The case of Giglio v. United States, 405 U. S. 150 (1972), is distinguishable. In that case a conviction was reversed because a member of the prosecution remained silent while the government’s key witness denied at trial that he had been promised immunity when the fact (as established by a government affidavit) was that another member of the prosecution had earlier promised the witness immunity in return for his testimony before the grand jury. The distinction between the Giglio case and *673the present cases is clear; in the present cases the defendants have failed to sustain the burden of proving an impropriety on the part of the prosecution.7

Nor can we accept the reasoning of, or the result reached by, the majority of the court in Burkhalter v. State, 493 S. W. 2d 214 (Texas Cr. App. 1973), cert. den. 414 U. S. 1000 (1973). We endorse the following thoughts expressed in the dissenting opinion filed by Morrison, J., in that case: “[T]he prosecution’s intention is not the critical factor. The rationale for permitting the jury to hear about an ‘arrangement’ is that such information may be a factor for determining the witness’ credibility. The witness’ motives and bias, then, are the controlling element. It, therefore, follows that the jury need not be given more information than the witness himself actually possesses.” 493 S. W. 2d at 219. We think that in the present cases the jury heard more than the defendants offered to show at the hearing on their motions.

The orders denying the motions for a new trial filed on November 14, 1972, are affirmed.

So ordered.

The Superior Court approved a substitution of counsel for Viera prior to the filing of the motions now under consideration. There has been no change of counsel for Lombardo.

The district attorney’s affidavit includes the following: “[A]t no time either prior to the indictments being returned or subsequent thereto have I or members of my staff communicated to Kevin Boily an offer of immunity or any inducements in return for his testimony as a Commonwealth’s witness in the prosecution of Kenneth Viera and Albert Lombardo. The above facts are true to the best of my knowledge and belief.” The assistant’s affidavit contained the following: “I never participated in any negotiations with Kevin Boily, the Commonwealth’s material witness, relative to immunity from prosecution. However, it was my understanding that he was not to be prosecuted for his participation in the aforementioned matter. 1 do not recall from what source I received that information."

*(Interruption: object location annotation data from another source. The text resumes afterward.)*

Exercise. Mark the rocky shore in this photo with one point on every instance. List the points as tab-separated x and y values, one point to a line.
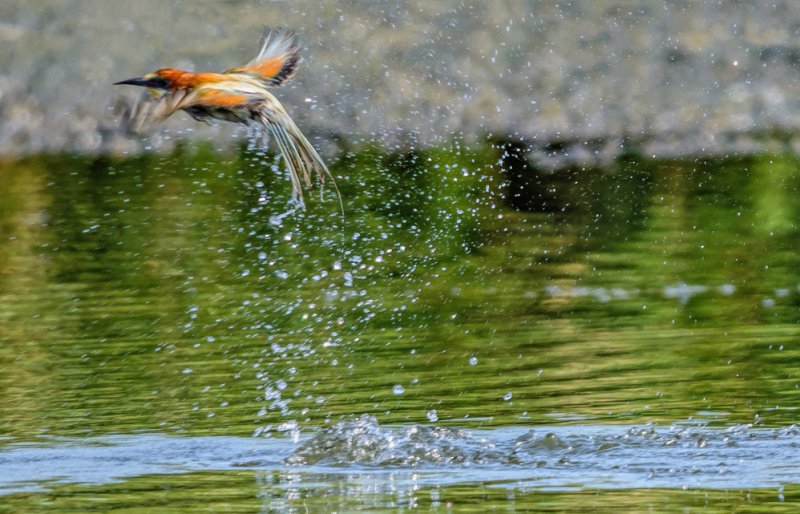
575	81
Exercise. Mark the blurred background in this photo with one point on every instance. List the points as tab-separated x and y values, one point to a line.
580	78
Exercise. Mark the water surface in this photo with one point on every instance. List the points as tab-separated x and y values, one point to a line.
180	301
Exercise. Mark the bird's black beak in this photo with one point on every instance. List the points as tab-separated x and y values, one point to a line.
154	82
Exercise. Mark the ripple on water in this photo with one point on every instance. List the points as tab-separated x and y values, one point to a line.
562	457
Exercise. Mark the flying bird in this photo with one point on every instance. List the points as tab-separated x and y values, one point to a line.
242	95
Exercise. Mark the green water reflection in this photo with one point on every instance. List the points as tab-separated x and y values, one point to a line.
249	491
161	293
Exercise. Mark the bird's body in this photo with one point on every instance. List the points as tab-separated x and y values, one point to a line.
241	95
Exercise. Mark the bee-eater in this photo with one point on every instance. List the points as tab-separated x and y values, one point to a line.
242	95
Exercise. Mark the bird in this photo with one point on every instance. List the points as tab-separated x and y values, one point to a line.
242	95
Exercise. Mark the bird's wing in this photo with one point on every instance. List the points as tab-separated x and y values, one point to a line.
277	59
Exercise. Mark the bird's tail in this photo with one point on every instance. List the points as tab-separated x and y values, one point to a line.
301	158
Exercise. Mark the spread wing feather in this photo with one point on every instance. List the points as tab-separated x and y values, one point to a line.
277	59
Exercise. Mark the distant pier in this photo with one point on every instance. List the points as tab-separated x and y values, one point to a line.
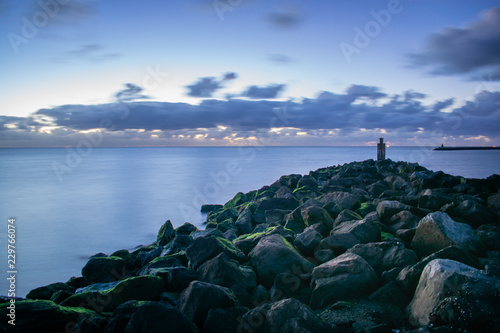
466	148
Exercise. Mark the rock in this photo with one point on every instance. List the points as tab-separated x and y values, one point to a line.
199	297
409	276
159	262
473	213
314	214
244	222
176	278
247	242
345	277
324	255
43	316
165	234
224	320
155	317
225	272
273	255
104	269
384	256
351	233
437	231
346	215
185	229
180	243
432	199
288	315
208	208
287	285
46	292
307	241
147	288
445	286
390	293
386	209
206	248
335	202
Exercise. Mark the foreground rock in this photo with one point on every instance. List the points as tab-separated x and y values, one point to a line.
362	247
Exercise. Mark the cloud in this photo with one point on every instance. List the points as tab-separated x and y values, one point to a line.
473	50
269	92
130	93
279	59
206	86
352	115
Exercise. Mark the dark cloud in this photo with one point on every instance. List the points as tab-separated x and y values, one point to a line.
205	87
88	52
285	19
473	50
269	92
279	59
130	93
361	111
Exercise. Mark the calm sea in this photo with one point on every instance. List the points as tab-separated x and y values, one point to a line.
71	204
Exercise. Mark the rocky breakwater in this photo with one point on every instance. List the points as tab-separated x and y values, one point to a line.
362	247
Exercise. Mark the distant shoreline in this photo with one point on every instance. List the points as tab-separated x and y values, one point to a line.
466	148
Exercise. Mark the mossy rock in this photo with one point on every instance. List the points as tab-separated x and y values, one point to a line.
46	316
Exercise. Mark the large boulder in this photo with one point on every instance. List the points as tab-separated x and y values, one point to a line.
154	317
351	233
308	240
408	277
455	294
288	315
165	234
104	269
46	292
226	272
345	277
43	316
384	256
438	230
141	288
273	255
199	297
206	248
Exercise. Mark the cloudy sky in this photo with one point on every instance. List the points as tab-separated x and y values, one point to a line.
249	72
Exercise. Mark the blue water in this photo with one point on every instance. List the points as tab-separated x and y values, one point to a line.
71	204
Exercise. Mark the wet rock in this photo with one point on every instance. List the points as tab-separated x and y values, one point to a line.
437	231
206	248
44	316
146	288
307	241
288	315
409	276
273	255
165	234
225	272
384	256
104	269
46	292
197	299
224	320
345	277
445	286
156	316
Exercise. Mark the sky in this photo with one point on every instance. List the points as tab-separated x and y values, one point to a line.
90	73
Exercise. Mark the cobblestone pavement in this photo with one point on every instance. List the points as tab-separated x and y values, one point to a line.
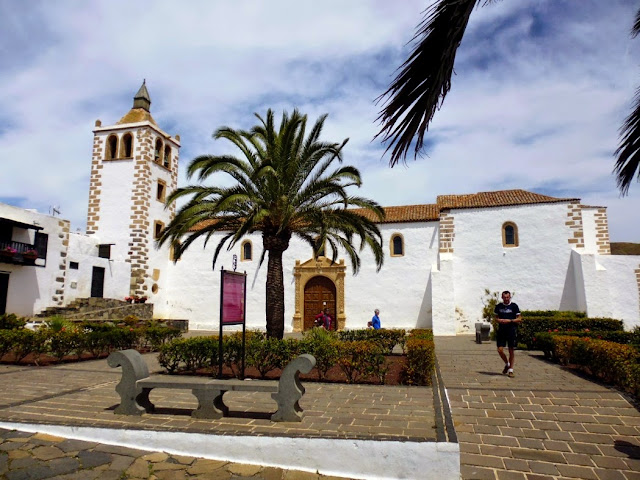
546	423
83	394
36	456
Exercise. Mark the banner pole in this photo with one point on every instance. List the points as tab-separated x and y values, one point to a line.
220	336
244	322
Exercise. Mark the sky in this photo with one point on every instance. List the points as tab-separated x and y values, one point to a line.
540	91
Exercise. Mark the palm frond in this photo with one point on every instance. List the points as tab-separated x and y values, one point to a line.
425	78
627	164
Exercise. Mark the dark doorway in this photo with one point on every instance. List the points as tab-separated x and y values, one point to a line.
319	293
97	282
4	289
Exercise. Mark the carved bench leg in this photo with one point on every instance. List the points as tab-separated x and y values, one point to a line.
210	404
289	409
290	390
143	400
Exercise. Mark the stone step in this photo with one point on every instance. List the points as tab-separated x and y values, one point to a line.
100	308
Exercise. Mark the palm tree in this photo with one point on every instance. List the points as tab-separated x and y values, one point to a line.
424	80
283	187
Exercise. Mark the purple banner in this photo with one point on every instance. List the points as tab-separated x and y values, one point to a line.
233	285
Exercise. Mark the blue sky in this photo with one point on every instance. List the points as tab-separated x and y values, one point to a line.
540	91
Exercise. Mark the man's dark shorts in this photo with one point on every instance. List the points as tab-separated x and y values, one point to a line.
507	334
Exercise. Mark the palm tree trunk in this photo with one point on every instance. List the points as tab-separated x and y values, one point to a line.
275	245
275	295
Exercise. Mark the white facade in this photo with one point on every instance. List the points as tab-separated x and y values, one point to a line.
53	280
555	256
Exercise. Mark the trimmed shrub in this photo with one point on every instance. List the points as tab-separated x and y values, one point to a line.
323	345
609	361
553	314
267	354
531	325
544	340
157	335
420	361
170	355
386	338
358	359
9	321
65	342
199	352
28	342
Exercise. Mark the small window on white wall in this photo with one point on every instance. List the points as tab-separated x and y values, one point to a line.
509	234
246	253
397	245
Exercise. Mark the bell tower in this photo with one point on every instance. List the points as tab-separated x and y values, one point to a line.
133	169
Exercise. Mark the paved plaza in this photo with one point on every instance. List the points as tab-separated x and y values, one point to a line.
546	423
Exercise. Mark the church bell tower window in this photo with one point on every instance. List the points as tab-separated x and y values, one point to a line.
112	147
127	146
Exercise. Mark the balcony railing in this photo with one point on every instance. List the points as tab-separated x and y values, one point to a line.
16	253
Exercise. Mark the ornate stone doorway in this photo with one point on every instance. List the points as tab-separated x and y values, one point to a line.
318	281
319	293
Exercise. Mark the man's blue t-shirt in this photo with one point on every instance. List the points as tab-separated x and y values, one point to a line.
507	312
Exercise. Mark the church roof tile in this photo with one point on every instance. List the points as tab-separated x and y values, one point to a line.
429	212
500	198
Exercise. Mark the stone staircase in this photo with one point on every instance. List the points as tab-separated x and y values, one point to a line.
99	309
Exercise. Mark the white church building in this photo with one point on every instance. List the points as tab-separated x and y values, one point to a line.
553	253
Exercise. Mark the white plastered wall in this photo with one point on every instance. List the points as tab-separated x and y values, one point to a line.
83	249
610	287
535	270
115	203
399	290
32	288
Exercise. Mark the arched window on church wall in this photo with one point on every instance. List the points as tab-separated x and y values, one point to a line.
112	147
397	245
167	156
126	147
509	235
157	153
246	253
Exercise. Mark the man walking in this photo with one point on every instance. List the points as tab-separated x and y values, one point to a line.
375	321
508	317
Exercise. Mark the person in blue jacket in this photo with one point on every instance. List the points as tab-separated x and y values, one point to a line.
375	321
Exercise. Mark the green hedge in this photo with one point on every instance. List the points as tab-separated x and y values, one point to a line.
531	325
553	313
420	358
60	338
360	354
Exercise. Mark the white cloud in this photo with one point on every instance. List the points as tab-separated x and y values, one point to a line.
540	92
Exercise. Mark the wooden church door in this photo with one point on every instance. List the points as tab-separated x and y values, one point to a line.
319	293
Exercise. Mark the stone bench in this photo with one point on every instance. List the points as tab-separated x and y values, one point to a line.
136	384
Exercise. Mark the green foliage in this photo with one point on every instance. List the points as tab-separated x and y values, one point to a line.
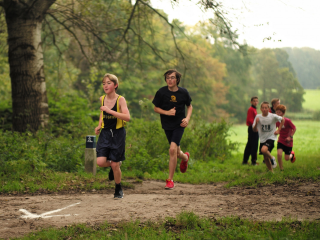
312	100
277	82
147	146
316	116
306	64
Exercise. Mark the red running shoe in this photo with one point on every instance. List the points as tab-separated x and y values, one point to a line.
169	184
293	159
184	164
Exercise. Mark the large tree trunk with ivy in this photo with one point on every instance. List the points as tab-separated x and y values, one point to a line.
29	97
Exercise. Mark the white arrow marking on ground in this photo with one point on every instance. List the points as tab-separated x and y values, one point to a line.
44	215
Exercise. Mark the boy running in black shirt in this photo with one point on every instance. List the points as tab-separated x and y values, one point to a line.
170	102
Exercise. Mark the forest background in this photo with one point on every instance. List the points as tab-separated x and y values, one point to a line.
220	75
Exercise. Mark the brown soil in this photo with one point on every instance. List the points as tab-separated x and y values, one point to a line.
149	201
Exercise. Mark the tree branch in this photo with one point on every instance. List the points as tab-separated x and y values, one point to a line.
73	34
53	36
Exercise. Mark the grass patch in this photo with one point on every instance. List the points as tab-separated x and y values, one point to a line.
228	169
312	100
187	225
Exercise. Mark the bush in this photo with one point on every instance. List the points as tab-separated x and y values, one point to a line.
25	152
316	116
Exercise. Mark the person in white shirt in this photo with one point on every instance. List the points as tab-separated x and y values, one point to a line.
265	125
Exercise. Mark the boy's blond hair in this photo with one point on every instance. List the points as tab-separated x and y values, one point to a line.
264	103
113	78
281	108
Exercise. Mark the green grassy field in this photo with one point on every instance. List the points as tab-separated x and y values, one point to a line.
312	100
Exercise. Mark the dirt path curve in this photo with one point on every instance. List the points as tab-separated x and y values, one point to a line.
149	201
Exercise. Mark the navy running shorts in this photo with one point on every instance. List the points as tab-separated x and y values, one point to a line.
174	135
111	144
269	143
287	150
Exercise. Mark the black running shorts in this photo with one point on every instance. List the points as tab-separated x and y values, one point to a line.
269	143
175	135
111	144
287	150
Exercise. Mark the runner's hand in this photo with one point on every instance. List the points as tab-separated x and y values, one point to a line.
97	130
184	122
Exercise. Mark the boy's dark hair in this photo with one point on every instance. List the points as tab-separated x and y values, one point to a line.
264	103
113	78
273	101
281	108
170	71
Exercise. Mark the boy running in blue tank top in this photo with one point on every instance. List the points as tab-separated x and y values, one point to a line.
170	102
111	142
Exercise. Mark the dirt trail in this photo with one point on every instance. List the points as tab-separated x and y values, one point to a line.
149	201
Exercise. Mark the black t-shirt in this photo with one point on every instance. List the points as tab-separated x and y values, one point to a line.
166	100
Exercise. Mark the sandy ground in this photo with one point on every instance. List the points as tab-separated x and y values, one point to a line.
150	201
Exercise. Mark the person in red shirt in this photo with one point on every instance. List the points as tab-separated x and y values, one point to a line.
285	140
253	137
274	104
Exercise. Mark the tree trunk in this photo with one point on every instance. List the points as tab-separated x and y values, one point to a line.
29	96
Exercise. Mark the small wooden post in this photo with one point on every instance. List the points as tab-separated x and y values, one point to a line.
90	162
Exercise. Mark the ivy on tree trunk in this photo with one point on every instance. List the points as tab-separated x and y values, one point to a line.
29	96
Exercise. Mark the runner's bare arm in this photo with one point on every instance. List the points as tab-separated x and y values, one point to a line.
185	121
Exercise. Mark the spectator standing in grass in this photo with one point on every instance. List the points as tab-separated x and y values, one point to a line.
253	137
265	124
285	140
274	103
170	102
111	142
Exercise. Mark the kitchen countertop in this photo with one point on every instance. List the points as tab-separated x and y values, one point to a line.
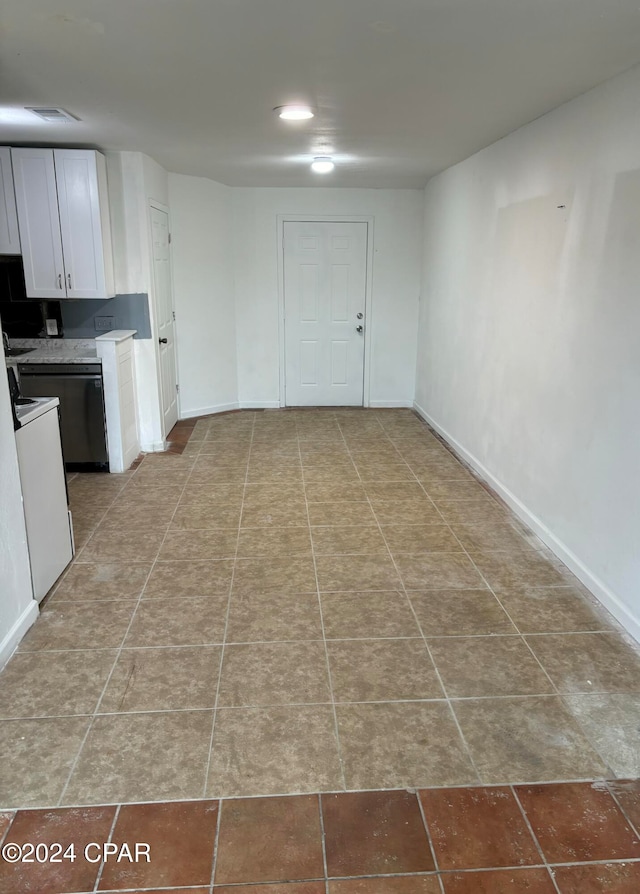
55	350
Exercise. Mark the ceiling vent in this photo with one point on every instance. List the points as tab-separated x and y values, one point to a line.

All these facts had been matters of public record fdr more than a year prior to the commencement of the trial. The defendants no longer argue that they were “newly discovered” at the time when the present motions were filed on November 14, 1972.

Boily testified on redirect examination that what he told the district attorney was what he had already told the Rhode Island and Massachusetts police at the time of his arrest.

We also concur with, the judge’s remark that it would have been better practice for the trial prosecutor to have revealed the precise state of affairs to the defendants.

Indeed, the defendants all but concede in their brief that the Giglio case does not apply unless the article in the Providence Journal was correct.